La liturgia, fuente y cumbre de las misiones

La liturgia no es la única actividad de la iglesia; sin embargo, está íntimamente vinculada a


todas las demás, y se la considera fuente y cumbre de todo apostolado (SC 10), y por tanto
también de las misiones. Cumbre,  porque todo en la actividad misionera está ordenado a
que los hombres, mediante el bautismo, se inserten en la iglesia, donde, reunidos en
comunidad, puedan alabar a Dios y participar en la mesa del Señor. Todos los sacramentos
se revelan como cumbre del trabajo misionero. El fin de la misión es la formación de una
comunidad o iglesia particular, y sólo con la viva participación en los sacramentos se
puede conseguir este fin.

Además, la liturgia es fuente de toda actividad misionera, y sobre todo de todo fruto
misionero. La glorificación de Dios en Cristo, la conversión de los hombres y su
santificación "se obtiene con la máxima eficacia" por medio de la liturgia, y sobre todo por
medio de la eucaristía, porque aquí se encuentra la fuente de la gracia (SC 10). No
podemos olvidar que Cristo, el apóstol, el enviado del Padre, está presente en las acciones
litúrgicas para continuar su obra salvífica universal: "Para realizar una obra tan grande,
Cristo está siempre presente a su iglesia sobre todo en la acción litúrgica" (SC 7). Después
de la ascensión al cielo, Cristo no ha olvidado su obra ni la ha dejado sólo en las manos de
la iglesia.
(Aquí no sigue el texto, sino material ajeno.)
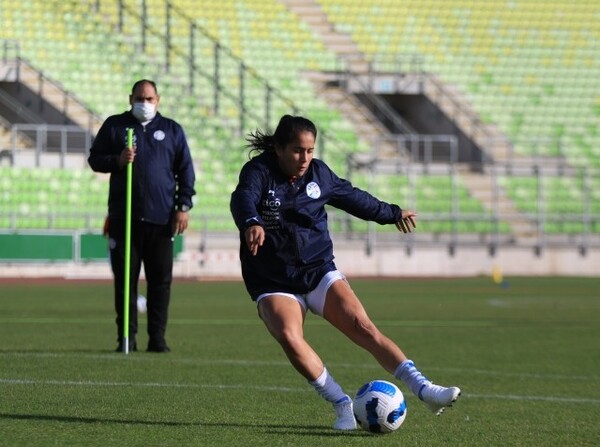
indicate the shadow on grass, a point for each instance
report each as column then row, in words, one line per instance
column 272, row 429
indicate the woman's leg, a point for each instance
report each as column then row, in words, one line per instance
column 284, row 318
column 344, row 310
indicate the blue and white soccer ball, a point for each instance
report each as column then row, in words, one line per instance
column 379, row 407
El permanece siempre con nosotros, y con nosotros realiza hoy la salvación. De
esta inserción en Cristo misionero y salvador, a través de la liturgia y concretamente a
través de los sacramentos, brota el derecho y el deber de todo cristiano al trabajo misionero
(Cf. AG 36).

Finalmente hay que seguir profundizando en el redescubrimiento de la dimensión


misionera de la liturgia. Puesto que hasta ahora la liturgia se ha contemplado y vivido más
bien como un hecho cultual. No se ha advertido su dimensión misionera.

Se debe seguir adelante en los temas de inculturación de la liturgia en el genio propio de


cada pueblo y la tarea de traducir los textos a las lenguas propias de cada cultura, que ahora
recae directamente en las Conferencias Episcopales.

La liturgia en las misiones debe cobrar un carácter creativo, fruto de su íntima relación con
el Espíritu Santo. La creatividad no se opone a la uniformidad sustancial y a cierto orden,
que debe ser determinado por la jerarquía. Habrá siempre una puerta abierta para que la
estructura de la celebración responda mejor a la naturaleza profunda de aquello que la
celebración misma proclama y obra.
En fin, la liturgia debe actualizar el misterio de Cristo no sólo en los ritos, sino también en la vida,
y así debe volver al centro de la vida cristiana y de cada comunidad. La liturgia no puede quedar
ausente de la vida del neoconverso y de la nueva iglesia todavía en vías de desarrollo y expansión.